The proposed MCP-based memory server fits well within the Model Context Protocol framework. However, there’s one key challenge: **tool calls in MCP are typically initiated by the LLM**—and this model doesn't work well for memory management.
In some current implementations, users are expected to prompt the LLM with special instructions like, *“Please call the memory tool after each response,”* either before or after each message. This is cumbersome and unreliable. The assistant might forget, misunderstand, or misuse the memory tool altogether.
This is not the right direction.
Instead, memory integration should be **hardcoded into the AI chat application itself**—at the system level. Here's how this could work:
- When a user sends a prompt, the chat client must **automatically** call `memory/prompt`.
- Before sending that prompt to the LLM, it must call `memory/summary` and inject the returned data into the context window.
- After receiving a response from the LLM, the client must call `memory/response` to record it.
These operations should be **mandatory and transparent to the LLM**. This ensures memory consistency, reliability, and simplifies prompt design for end-users.

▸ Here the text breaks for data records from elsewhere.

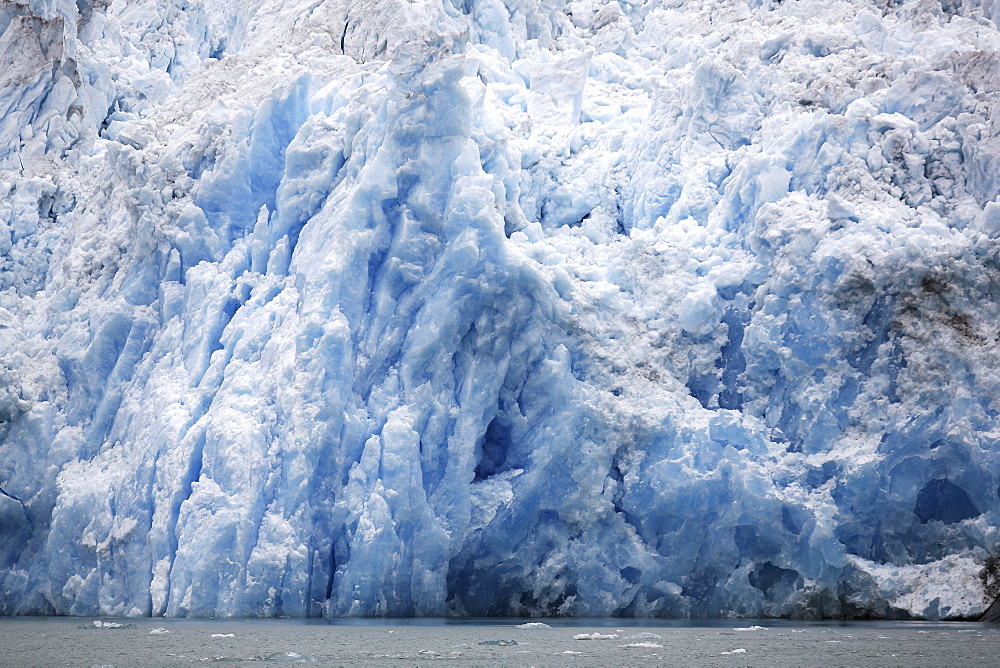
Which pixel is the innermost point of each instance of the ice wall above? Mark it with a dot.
(519, 307)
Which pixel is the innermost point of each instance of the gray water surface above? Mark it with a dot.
(52, 641)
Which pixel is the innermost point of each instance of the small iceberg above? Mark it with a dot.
(290, 657)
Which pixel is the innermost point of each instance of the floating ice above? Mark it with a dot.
(291, 657)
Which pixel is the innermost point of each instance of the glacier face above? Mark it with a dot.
(479, 307)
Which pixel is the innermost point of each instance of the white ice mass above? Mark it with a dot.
(499, 307)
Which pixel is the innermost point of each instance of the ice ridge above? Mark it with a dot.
(499, 307)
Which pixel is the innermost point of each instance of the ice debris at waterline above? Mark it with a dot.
(499, 307)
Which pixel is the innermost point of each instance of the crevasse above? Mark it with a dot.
(499, 307)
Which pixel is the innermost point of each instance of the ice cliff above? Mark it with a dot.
(499, 307)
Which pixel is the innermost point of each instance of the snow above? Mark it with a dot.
(498, 307)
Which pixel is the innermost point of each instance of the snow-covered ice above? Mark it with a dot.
(499, 307)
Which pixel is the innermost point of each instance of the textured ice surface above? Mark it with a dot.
(510, 307)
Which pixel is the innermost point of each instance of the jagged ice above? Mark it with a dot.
(499, 307)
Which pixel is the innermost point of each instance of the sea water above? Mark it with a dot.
(552, 642)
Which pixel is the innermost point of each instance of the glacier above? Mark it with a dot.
(500, 307)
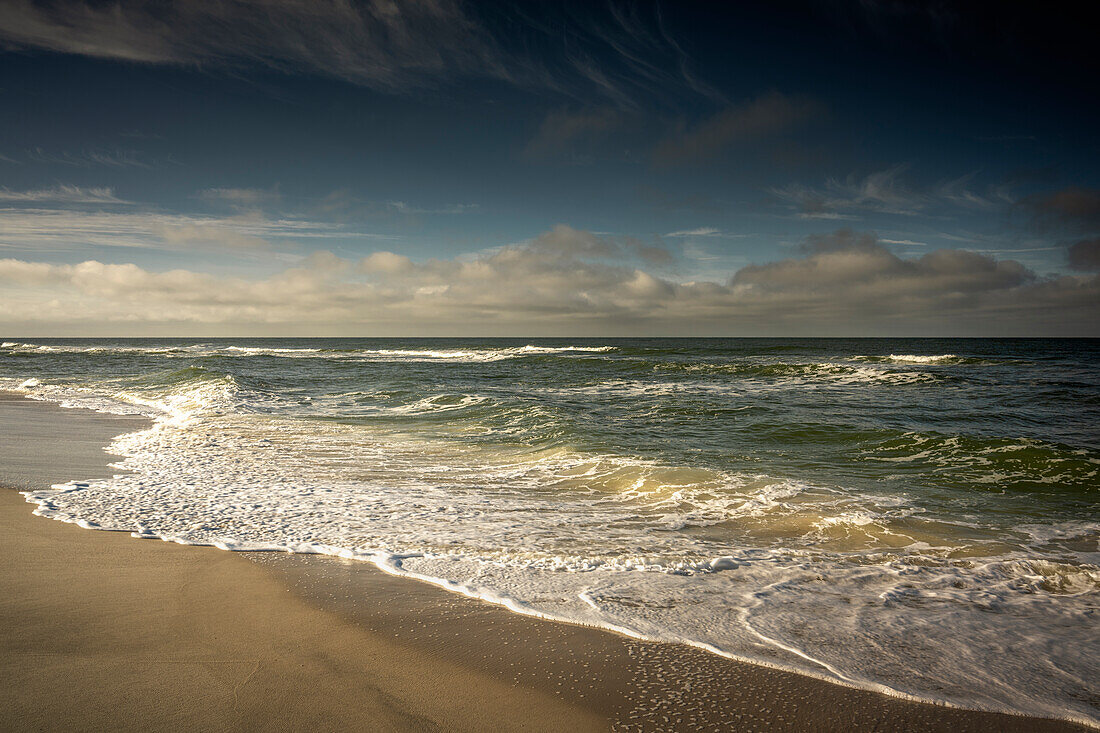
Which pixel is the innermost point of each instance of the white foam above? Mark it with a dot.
(587, 538)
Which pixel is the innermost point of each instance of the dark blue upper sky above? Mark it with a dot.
(695, 144)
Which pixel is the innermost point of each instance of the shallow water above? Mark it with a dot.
(916, 516)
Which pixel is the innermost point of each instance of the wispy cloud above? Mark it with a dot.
(112, 159)
(609, 52)
(704, 231)
(64, 194)
(375, 43)
(844, 282)
(402, 207)
(884, 192)
(766, 117)
(30, 229)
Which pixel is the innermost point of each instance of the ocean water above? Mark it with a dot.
(916, 516)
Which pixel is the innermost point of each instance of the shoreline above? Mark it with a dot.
(550, 674)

Other memory-related features—like searching the history or retrieving older conversations—can remain under LLM control as standard MCP tools. The model can invoke them when it determines they’re needed.

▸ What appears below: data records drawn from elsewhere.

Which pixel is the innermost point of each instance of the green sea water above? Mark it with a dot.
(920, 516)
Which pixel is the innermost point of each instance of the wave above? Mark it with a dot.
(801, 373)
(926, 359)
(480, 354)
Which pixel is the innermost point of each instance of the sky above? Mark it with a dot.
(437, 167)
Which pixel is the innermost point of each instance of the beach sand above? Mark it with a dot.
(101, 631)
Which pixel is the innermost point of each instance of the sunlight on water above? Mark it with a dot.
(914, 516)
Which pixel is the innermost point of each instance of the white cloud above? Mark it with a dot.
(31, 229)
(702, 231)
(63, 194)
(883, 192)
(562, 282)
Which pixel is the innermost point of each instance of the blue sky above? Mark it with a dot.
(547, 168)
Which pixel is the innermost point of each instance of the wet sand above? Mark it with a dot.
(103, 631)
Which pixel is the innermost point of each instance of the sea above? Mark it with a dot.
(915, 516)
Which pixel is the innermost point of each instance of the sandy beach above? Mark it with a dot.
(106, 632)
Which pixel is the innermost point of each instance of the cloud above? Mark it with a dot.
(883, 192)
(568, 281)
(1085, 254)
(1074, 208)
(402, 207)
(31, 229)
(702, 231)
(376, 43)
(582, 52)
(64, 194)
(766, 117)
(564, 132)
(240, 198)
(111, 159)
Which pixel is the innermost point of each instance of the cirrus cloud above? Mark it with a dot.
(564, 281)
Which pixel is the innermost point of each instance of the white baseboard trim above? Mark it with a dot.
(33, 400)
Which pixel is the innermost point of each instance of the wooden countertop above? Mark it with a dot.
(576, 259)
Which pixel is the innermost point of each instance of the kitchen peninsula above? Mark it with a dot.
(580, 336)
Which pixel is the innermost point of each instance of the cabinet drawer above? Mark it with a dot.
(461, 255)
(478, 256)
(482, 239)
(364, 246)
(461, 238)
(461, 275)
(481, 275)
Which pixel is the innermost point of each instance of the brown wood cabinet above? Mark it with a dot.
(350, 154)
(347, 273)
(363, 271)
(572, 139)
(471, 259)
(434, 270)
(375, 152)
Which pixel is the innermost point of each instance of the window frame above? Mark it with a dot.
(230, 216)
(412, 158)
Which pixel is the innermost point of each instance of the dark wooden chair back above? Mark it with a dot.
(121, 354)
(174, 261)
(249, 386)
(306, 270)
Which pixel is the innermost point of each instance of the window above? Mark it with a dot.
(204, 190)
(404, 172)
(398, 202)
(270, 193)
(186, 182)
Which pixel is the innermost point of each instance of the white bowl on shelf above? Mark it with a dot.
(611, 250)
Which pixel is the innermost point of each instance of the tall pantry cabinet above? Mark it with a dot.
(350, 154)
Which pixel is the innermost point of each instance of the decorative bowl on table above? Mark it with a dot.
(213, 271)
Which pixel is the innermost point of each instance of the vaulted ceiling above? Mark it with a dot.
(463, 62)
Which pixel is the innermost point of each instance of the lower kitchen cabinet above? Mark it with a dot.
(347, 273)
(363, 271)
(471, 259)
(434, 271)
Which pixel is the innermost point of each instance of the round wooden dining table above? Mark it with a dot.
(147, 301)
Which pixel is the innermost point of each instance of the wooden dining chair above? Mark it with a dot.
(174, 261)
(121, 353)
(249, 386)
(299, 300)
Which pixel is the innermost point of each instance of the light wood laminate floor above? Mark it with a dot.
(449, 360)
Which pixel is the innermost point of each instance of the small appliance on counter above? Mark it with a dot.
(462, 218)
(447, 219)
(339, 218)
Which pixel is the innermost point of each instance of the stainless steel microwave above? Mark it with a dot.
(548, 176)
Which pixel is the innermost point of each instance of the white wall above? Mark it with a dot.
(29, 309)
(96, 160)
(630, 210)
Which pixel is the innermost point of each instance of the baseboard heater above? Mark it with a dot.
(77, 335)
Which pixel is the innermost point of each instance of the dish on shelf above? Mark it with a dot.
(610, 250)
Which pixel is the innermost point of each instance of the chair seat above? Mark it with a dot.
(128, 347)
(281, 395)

## Benefits of This Architecture
This architecture introduces a significant opportunity to transform how memory is handled in AI systems. Below are several powerful benefits:
### 1. Memory Becomes a Separate, Interchangeable Service
AI memory is no longer bound to a specific AI chat provider. You can use a chat interface from one company, but have your memory managed by another. This separation of concerns fosters a healthier ecosystem, allowing users to choose the best provider for memory storage, summarization, and insights.
### 2. You Can Change Memory Providers at Any Time
Since all memory services implement the same standard MCP interface, they become **interchangeable**. If a new provider offers better summarization, improved privacy, or smarter context handling, you can switch—just like changing email apps or cloud storage providers.

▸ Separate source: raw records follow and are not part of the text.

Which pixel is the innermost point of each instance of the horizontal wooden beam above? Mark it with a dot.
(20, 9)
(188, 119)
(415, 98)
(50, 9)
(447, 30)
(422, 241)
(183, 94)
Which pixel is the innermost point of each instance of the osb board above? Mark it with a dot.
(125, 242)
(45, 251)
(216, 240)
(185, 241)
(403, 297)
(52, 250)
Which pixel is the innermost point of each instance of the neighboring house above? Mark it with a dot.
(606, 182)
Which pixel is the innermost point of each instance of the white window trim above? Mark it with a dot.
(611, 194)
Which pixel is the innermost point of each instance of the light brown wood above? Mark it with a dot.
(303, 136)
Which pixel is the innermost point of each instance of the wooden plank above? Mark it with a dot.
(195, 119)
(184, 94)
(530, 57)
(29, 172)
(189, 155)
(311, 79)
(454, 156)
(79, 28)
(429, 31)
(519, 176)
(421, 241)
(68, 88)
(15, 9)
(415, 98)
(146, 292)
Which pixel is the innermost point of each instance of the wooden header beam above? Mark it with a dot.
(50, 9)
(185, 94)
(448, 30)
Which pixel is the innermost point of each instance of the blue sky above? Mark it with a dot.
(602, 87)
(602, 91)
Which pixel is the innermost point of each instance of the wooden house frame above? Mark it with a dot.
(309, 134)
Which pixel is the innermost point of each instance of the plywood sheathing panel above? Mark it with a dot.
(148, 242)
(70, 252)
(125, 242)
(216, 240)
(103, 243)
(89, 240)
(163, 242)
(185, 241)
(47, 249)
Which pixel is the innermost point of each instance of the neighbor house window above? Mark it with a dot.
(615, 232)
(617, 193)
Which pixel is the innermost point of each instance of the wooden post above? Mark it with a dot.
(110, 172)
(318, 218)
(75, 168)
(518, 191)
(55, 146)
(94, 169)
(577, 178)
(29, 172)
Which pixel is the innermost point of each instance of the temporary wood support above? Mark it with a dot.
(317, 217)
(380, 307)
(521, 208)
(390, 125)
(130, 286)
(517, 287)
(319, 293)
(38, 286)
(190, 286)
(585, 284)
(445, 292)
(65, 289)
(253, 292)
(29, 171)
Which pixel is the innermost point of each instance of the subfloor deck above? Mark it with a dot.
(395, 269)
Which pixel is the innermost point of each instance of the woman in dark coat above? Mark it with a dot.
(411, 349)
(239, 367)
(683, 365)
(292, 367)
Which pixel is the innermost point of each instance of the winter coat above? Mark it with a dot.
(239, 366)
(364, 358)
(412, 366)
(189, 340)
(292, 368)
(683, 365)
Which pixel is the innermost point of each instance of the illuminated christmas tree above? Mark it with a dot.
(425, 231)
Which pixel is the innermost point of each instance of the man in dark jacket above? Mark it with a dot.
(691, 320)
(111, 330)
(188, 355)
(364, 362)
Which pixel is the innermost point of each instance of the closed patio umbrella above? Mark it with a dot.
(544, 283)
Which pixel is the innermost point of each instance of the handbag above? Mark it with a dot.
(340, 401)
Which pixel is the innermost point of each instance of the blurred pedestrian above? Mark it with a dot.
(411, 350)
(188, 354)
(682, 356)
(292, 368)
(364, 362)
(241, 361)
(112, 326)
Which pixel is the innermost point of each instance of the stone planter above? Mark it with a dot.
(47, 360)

### 3. You Can Switch AI Chat Tools Without Losing Your History
Imagine using ChatGPT for a year, and then deciding to switch to Claude because it now has a better model. With this architecture, you simply disconnect your memory from ChatGPT and reconnect it to Claude. All your history and personalized memory comes with you—**portable, persistent, and platform-independent**.
### 4. One Memory, Multiple Assistants
You might use different AI assistants for different tasks—ChatGPT for writing, Claude for coding, and another on your smartphone for everyday queries. With a shared memory provider, all these assistants can access and contribute to the same personal memory. You get a unified assistant experience, regardless of which tool you’re using.
### 5. Full Transparency and Control Over Your Memory
A standalone memory provider can also offer a user-facing interface—a secure dashboard where you can:
- View your complete AI conversation history
- Review and edit the AI’s summarized memory and insights
- Delete messages or specific facts you don’t want stored
- Control how your memory is used across different assistants
This puts users in control of their data, promoting **trust, transparency, and autonomy**.
---
This approach turns memory into a **first-class, user-centric service**—independent, interoperable, and customizable. It unlocks a future where users own their history, assistants collaborate more intelligently, and AI ecosystems become modular and competitive.
## 🧠 Summary: Using MCP Server as a Memory Subsystem for AI Chat
In this article, we explore how the **Model Context Protocol (MCP)**—originally designed for tool integration with LLMs—can be reused to standardize AI memory handling across chat systems.
### 🔧 Key Idea
Rather than letting the LLM decide when to call memory-related tools, we propose **hardcoding memory interactions at the AI chat system level**. This ensures consistent and reliable memory operations, independent of the model’s reasoning or prompt instructions.
This architecture promotes **modularity, portability, and user control**—paving the way for a more open, personalized, and interoperable AI ecosystem.